The upshot is that as Diffie-Hellman was implemented in 2015, many cases were crackable. In summary (and probably too simple):

DH in a 512-bit group can be cracked by the authors

DH in a 1024-bit group they speculate can be cracked with nation-state resources.

Is this a big deal? If YES then what is being done, and if NOT then why not?

I have come up with some statements that I DO NOT KNOW if they are true, but I am ASKING you, to shed some light on the BIG DEAL or NO BIG DEAL question. (Note- Idea for a game show: BIG DEAL or NO BIG DEAL where contestants are asked if a news story is a BIG DEAL or not.)

So, please comment on the following question:

1) Since 2015 the people who use DH have upped their game and are now using bigger parameters. (I doubt this is true)

2) DH is mostly not used on things that hackers are not interested in, so this is not a big deal.

3) The expertise required to crack DH via this paper is rather difficult, so hackers don't have the skills.

4) This paper is not a problem for a bad reason: Hackers don't need to use the number field sieve DL algorithm when all they need to do is (1) guess that the pin numer is 1234 or the year the user was born (or close to it), (2) put on a uniform from Geek-Squad or some such organization and claim they are here to help, (3) exploit a known security flaw that the company has not bothered fixing.

5) The 14 authors have mysteriously disappeared. (I doubt this is true.)

(Misc: My spell checker thinks that Diffie and crackable are not words, but Hellman is.)


  1. There are two points to make:

    1. Number-field sieve based attacks only work on DH instances over groups presented a particular way. A way to subvert them is to switch to Elliptic Curve DH, which the best known attacks are "generic" attacks (which can be proven to be optimal in the generic group model). These attacks are still subexponential, but are $\exp(\sqrt{\log n})$ instead of $\exp(\sqrt[3]{\log n})$ I believe (the second $\exp(\cdot)$ has some additional $\log\log n$ factors).

    2. Logjam constituted a precomputation attack on DH instances. Essentially, during the handshake of TLS 1.2 you could "force" a client to use a particular *static* DH group (which you have already done massive precomputation for) essentially because part of the server's initial message isn't signed (so you don't have to break the signature). Part of this is fixed by removing static DH over weak groups from the standard in TLS 1.3 (there used to be static DH over 512 bit group which was intentionally weak to comply with export controls in the early 2000's).

    Of course, Logjam noticed that even in "non-static" DH problems people tended to use the same groups (I believe for efficiency reasons), so they were "semi-static". This could be fixed by always generating new safe primes, but its much easier to employ the fix mentioned in point #1 and switch to elliptic curve groups (where precomputation is much less useful), which is precisely what TLS 1.3 does.

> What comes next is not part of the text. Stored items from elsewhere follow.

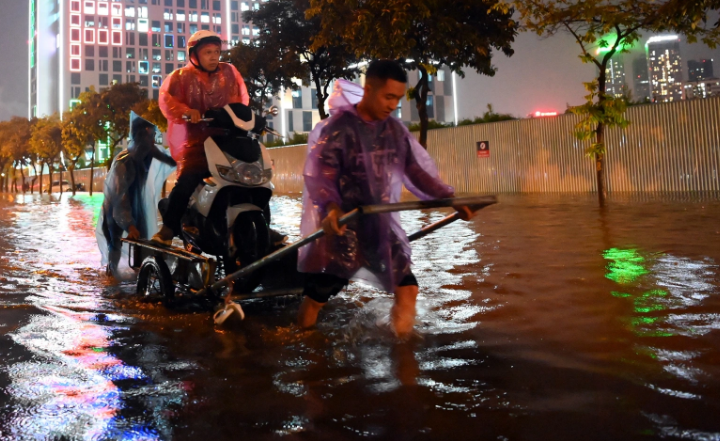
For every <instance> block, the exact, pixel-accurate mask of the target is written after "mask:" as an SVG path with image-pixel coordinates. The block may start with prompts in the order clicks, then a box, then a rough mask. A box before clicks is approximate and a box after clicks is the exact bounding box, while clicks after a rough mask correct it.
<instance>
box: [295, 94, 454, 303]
mask: <svg viewBox="0 0 720 441" xmlns="http://www.w3.org/2000/svg"><path fill="white" fill-rule="evenodd" d="M343 87H346V88H348V89H349V90H348V93H343V90H342V88H343ZM358 87H359V86H357V85H355V84H353V83H349V82H340V81H338V82H336V88H335V90H334V91H333V95H332V97H331V99H330V102H329V104H330V106H331V107H332V106H333V105H334V104H338V103H340V104H345V106H344V107H340V108H331V115H332V116H331V117H330V118H329V119H327V120H325V121H323V122H321V123H320V124H322V125H320V124H319V125H318V127H316V128H315V130H313V132H314V133H313V134H311V135H310V137H309V139H310V141H309V142H308V155H307V159H306V162H305V170H304V173H303V174H304V177H305V190H304V194H303V217H302V223H301V227H300V228H301V231H302V234H303V235H307V234H310V233H312V232H313V231H315V230H317V229H319V228H320V227H321V225H320V224H321V221H322V219H323V218H324V217H325V216H326V215H327V211H326V207H327V205H328V204H329V203H331V202H334V203H336V204H337V205H339V206H340V207H341V208H342V209H343V210H344V211H345V212H347V211H350V210H352V209H353V208H355V207H357V206H359V205H371V204H387V203H393V202H399V200H400V194H401V191H402V186H403V184H405V186H406V187H407V188H408V190H410V191H411V192H412V193H413V194H415V195H416V196H417V197H419V198H420V199H423V200H427V199H432V198H444V197H449V196H452V195H453V193H454V190H453V188H452V187H450V186H449V185H446V184H445V183H443V182H442V181H441V180H440V178H439V176H438V171H437V167H436V166H435V164H434V162H433V160H432V158H430V156H429V155H428V153H427V151H425V149H424V148H422V146H420V144H418V143H417V141H416V140H415V138H414V137H413V136H412V135H411V134H410V132H409V131H408V130H407V128H406V127H405V126H404V125H403V124H402V122H400V121H399V120H398V119H396V118H394V117H388V118H386V119H385V120H382V121H374V122H366V121H363V120H362V119H361V118H360V117H359V115H358V114H357V110H356V108H355V106H354V105H353V104H354V103H357V102H358V101H359V100H360V98H359V96H358V91H357V88H358ZM318 129H319V132H320V133H319V134H318V133H317V132H316V131H317V130H318ZM315 140H317V141H316V142H315ZM411 263H412V261H411V249H410V244H409V242H408V239H407V235H406V234H405V231H404V230H403V229H402V226H401V225H400V216H399V214H398V213H387V214H380V215H373V216H365V217H363V218H362V219H361V220H360V221H358V222H355V223H353V224H351V225H349V227H348V230H347V232H346V233H345V234H344V235H343V236H339V237H333V238H331V239H327V238H321V239H318V240H316V241H315V242H313V243H311V244H309V245H307V246H305V247H303V248H301V249H300V251H299V260H298V270H299V271H301V272H305V273H329V274H333V275H335V276H338V277H342V278H346V279H351V280H359V281H363V282H365V283H368V284H370V285H373V286H375V287H378V288H381V289H384V290H386V291H388V292H393V291H394V290H395V288H396V287H397V285H398V283H399V282H400V281H401V280H402V279H403V278H404V277H405V276H406V275H408V274H409V273H410V265H411Z"/></svg>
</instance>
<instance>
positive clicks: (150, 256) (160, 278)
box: [137, 256, 175, 301]
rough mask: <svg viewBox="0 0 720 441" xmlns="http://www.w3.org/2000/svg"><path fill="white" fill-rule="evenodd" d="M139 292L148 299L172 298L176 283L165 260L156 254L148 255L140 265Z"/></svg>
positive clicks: (155, 300)
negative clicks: (174, 283) (156, 255)
mask: <svg viewBox="0 0 720 441" xmlns="http://www.w3.org/2000/svg"><path fill="white" fill-rule="evenodd" d="M137 293H138V295H139V296H141V297H142V298H143V299H146V300H148V301H159V300H164V301H168V300H172V299H173V298H174V297H175V285H174V284H173V281H172V275H171V274H170V270H169V269H168V267H167V265H166V264H165V262H164V261H163V260H162V259H161V258H158V257H156V256H150V257H147V258H146V259H145V260H144V261H143V263H142V266H141V267H140V273H139V274H138V281H137Z"/></svg>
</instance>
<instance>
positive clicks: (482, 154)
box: [477, 141, 490, 158]
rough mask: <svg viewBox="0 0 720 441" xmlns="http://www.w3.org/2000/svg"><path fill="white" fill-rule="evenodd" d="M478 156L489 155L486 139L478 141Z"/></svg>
mask: <svg viewBox="0 0 720 441" xmlns="http://www.w3.org/2000/svg"><path fill="white" fill-rule="evenodd" d="M477 146H478V158H489V157H490V143H489V142H488V141H478V143H477Z"/></svg>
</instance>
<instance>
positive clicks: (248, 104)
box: [229, 64, 250, 106]
mask: <svg viewBox="0 0 720 441" xmlns="http://www.w3.org/2000/svg"><path fill="white" fill-rule="evenodd" d="M230 67H231V68H232V72H233V75H235V81H236V82H237V84H238V92H237V94H236V95H234V96H232V97H231V98H230V101H229V103H230V104H233V103H242V104H245V105H246V106H247V105H249V104H250V95H248V93H247V86H245V80H243V78H242V75H240V72H238V70H237V69H236V68H235V66H233V65H232V64H231V65H230Z"/></svg>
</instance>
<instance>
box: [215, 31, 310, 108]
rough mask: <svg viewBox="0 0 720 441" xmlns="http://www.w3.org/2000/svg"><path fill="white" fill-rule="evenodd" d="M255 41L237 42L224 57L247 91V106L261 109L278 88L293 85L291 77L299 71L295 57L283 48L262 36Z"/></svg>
mask: <svg viewBox="0 0 720 441" xmlns="http://www.w3.org/2000/svg"><path fill="white" fill-rule="evenodd" d="M256 41H257V44H244V43H238V44H237V45H236V46H235V47H233V48H232V49H230V50H229V51H228V52H227V54H225V57H226V59H227V61H229V62H231V63H232V64H233V66H235V68H236V69H237V70H238V72H240V74H241V75H242V76H243V80H245V86H246V87H247V89H248V95H250V107H252V108H253V109H254V110H255V111H257V112H262V111H263V109H265V107H266V106H267V104H268V103H269V102H270V101H271V99H272V97H273V96H275V95H277V94H278V93H279V92H280V89H282V88H285V89H297V85H296V84H295V83H293V82H292V81H291V79H292V78H295V77H300V76H302V75H303V69H302V66H301V64H300V62H299V60H298V59H297V58H294V57H293V55H292V54H290V53H288V52H287V51H285V52H283V51H281V50H280V49H278V48H277V47H273V46H272V45H269V44H268V43H267V42H265V41H264V40H256Z"/></svg>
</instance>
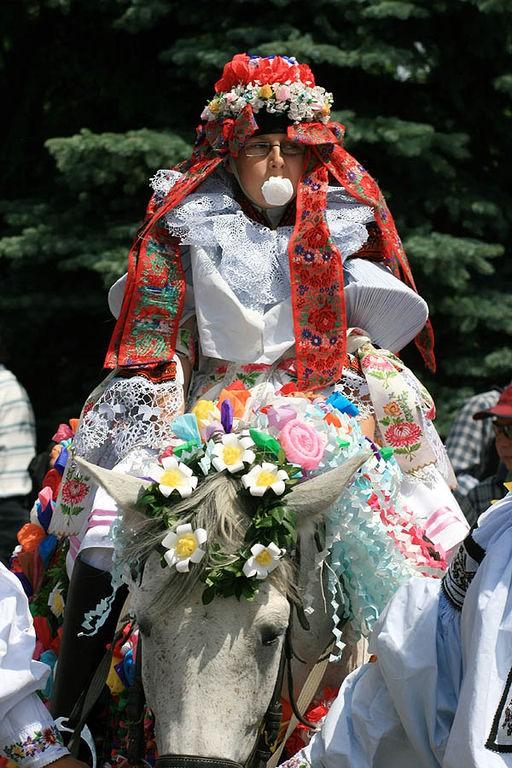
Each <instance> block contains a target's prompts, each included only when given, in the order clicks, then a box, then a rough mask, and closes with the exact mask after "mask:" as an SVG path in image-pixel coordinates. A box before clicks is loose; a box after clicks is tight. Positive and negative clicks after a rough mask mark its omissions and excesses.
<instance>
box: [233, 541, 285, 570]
mask: <svg viewBox="0 0 512 768" xmlns="http://www.w3.org/2000/svg"><path fill="white" fill-rule="evenodd" d="M251 552H252V555H251V557H250V558H249V559H248V560H247V561H246V562H245V564H244V567H243V572H244V574H245V575H246V576H248V577H249V578H250V577H251V576H256V578H257V579H265V578H266V577H267V576H268V574H269V573H272V571H273V570H274V569H275V568H277V566H278V565H279V561H280V559H281V558H282V556H283V555H284V554H285V552H286V550H285V549H279V547H278V546H276V545H275V544H274V543H273V542H271V543H270V544H268V545H267V546H266V547H265V546H264V545H263V544H253V546H252V547H251Z"/></svg>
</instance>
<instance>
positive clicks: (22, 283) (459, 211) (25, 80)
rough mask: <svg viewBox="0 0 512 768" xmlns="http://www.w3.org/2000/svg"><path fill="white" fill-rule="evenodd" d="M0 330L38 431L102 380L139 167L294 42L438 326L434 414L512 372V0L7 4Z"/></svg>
mask: <svg viewBox="0 0 512 768" xmlns="http://www.w3.org/2000/svg"><path fill="white" fill-rule="evenodd" d="M0 30H1V31H0V40H1V52H0V72H1V77H2V84H1V87H2V104H3V105H4V106H5V107H7V110H6V111H5V112H4V118H3V121H2V127H1V130H2V132H3V137H2V148H3V160H2V178H1V182H0V214H1V216H2V219H3V224H4V227H3V231H2V236H1V237H0V279H1V284H2V291H1V292H0V329H1V330H2V331H5V332H7V335H8V336H10V340H11V344H10V348H11V355H10V360H9V363H8V364H9V366H10V367H11V369H12V370H14V371H15V373H16V374H17V375H18V376H19V378H20V379H21V380H22V381H23V382H24V384H25V386H26V387H27V389H28V391H29V394H30V396H31V398H32V400H33V403H34V406H35V409H36V415H37V417H38V423H39V426H40V435H41V438H42V439H43V440H46V439H47V437H48V436H49V435H50V434H51V431H52V429H53V426H54V424H55V423H56V422H57V421H59V420H62V419H67V418H69V417H71V416H75V415H77V414H78V412H79V409H80V404H81V401H82V400H83V398H84V397H85V395H86V394H87V393H88V392H89V391H90V389H91V388H92V387H93V386H94V385H95V384H96V383H97V382H98V381H99V380H100V379H101V377H102V371H101V368H102V361H103V355H104V352H105V349H106V345H107V342H108V339H109V336H110V333H111V330H112V327H113V323H112V320H111V318H110V316H109V312H108V308H107V304H106V290H105V289H106V287H107V286H108V285H109V284H110V283H111V282H112V281H113V280H114V279H115V278H116V277H117V276H119V275H120V274H121V273H122V272H123V271H124V264H125V261H126V255H127V252H128V248H129V245H130V242H131V238H132V236H133V234H134V232H135V229H136V227H137V225H138V223H139V221H140V218H141V216H142V214H143V210H144V205H145V202H146V199H147V197H148V194H149V191H148V178H149V176H151V175H152V174H153V173H154V171H155V170H156V169H157V168H159V167H169V166H170V165H172V164H174V163H175V162H177V161H178V160H180V159H182V158H184V157H185V156H186V155H187V153H188V151H189V147H190V144H191V142H192V141H193V137H194V128H195V125H196V124H197V122H198V116H199V114H200V112H201V110H202V108H203V105H204V103H205V101H206V99H207V98H208V96H209V95H210V94H211V92H212V87H213V82H214V81H215V80H216V79H217V77H218V76H219V74H220V71H221V68H222V66H223V64H224V62H225V61H226V60H227V59H228V58H229V57H231V56H232V55H233V54H234V53H237V52H240V51H249V52H251V53H261V54H270V53H283V54H288V55H295V56H297V58H299V59H300V60H302V61H304V62H308V63H310V64H311V65H312V67H313V68H314V71H315V73H316V77H317V82H319V83H320V84H321V85H323V86H325V87H326V88H328V89H330V90H332V91H333V92H334V94H335V106H336V108H337V110H338V111H337V113H336V118H337V119H339V120H341V121H342V122H344V123H345V124H346V126H347V148H348V149H349V150H350V151H351V152H353V153H354V154H355V155H356V156H357V157H358V159H359V160H360V161H361V162H362V163H363V164H364V165H365V166H367V167H368V168H369V169H370V171H371V172H372V173H373V175H374V176H376V178H377V179H378V180H379V183H380V184H381V186H382V187H383V189H384V191H385V194H386V196H387V199H388V202H389V204H390V207H391V209H392V211H393V213H394V215H395V217H396V220H397V224H398V228H399V231H400V233H401V234H402V237H403V239H404V242H405V245H406V249H407V251H408V254H409V257H410V260H411V262H412V265H413V270H414V274H415V276H416V280H417V283H418V286H419V289H420V292H421V293H422V294H423V295H424V296H425V298H426V299H427V300H428V302H429V304H430V308H431V315H432V320H433V323H434V328H435V330H436V339H437V356H438V363H439V371H438V374H437V376H436V377H434V378H433V379H432V378H431V377H428V376H426V374H425V372H424V371H422V368H421V363H420V362H419V358H418V356H417V355H416V353H415V352H414V351H412V352H408V353H407V360H408V362H409V363H410V364H412V365H413V367H415V368H416V370H417V371H418V372H419V374H420V376H421V377H422V379H423V380H424V381H425V382H426V383H427V385H428V386H429V387H430V388H431V389H432V391H433V393H434V394H435V395H436V398H437V401H438V407H439V406H440V408H439V410H440V416H441V426H443V425H444V424H446V420H447V418H448V417H449V415H450V413H451V412H452V411H453V409H454V408H455V407H456V405H457V404H458V402H459V401H460V400H461V398H462V397H464V396H465V395H467V394H469V393H470V392H473V391H478V390H479V389H482V388H486V387H488V386H489V384H492V383H498V384H505V383H507V382H508V381H509V380H510V379H511V378H512V290H511V288H512V267H511V264H510V259H509V258H507V255H508V254H509V253H510V241H511V224H512V196H511V192H510V175H509V174H510V170H509V159H510V156H511V149H512V130H511V129H512V125H511V123H512V109H511V106H512V105H511V99H512V68H511V63H510V62H511V59H510V54H511V51H512V10H511V6H510V2H509V0H411V2H402V1H401V0H315V3H310V2H298V1H297V0H226V1H225V2H223V3H212V2H204V1H202V0H196V2H195V3H193V4H189V3H186V4H185V3H184V2H183V0H179V1H176V2H175V1H174V0H18V2H15V3H6V4H2V6H1V7H0Z"/></svg>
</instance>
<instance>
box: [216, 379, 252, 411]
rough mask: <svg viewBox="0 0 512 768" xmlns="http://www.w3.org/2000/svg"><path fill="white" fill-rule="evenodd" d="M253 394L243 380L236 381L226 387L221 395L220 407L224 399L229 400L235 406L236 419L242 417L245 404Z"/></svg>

    1. So to the question of what to tell my students, let me
      run these up the flagpole and see who salutes

      1) Only applied to groups presented in a certain way---
      was it a common way people were using DH?

      2) People COULD switch to Elliptic curve groups--- have people done this?

      3) Are there a lot of DH protocols being used that should not be?

  2. > These attacks [against Elliptic Curve DH] are still subexponential, but are $\exp(\sqrt{\log n})$

    No, they are conjectured to be exponential ~p^.5, where p is the group's order. Otherwise, the recommended parameter size |p| ~ 256 bits would have been grossly inadequate.

    Regarding the prevalence of securely configured SSL servers out there, by some measure it is about 70%:

    1. That sounds like this is STILL a problem and switching over to Ellipic Curve would not help much.

      Is all of that true?

  3. There has been some rebuttal about this, though I am not sure of the current status. Maybe the sky is not falling. One instance is the following:

  4. P.S. There is a Wikipedia page on the issue which indicates that some the default backing out to non-export security standards has been eliminated:

  5. You should have asked the resident cryptographer in your department. =)

    I think the long answer is that this does not represent a significant practical vulnerability for a combination of many factors:
    - Cryptographically speaking, many people have transitioned to 256-bit elliptic curves which offer stronger security both in terms of known algorithms as well as in terms of avoiding precomputation attacks.

    - I believe it would be quite difficult to apply the algorithm from the paper. In particular, I emailed them a few years ago to ask for their code and was told it is not available. The paper does not contain sufficient details on its own to re-implement the algorithms without significant additional work.

    - Exploiting other flaws is easier.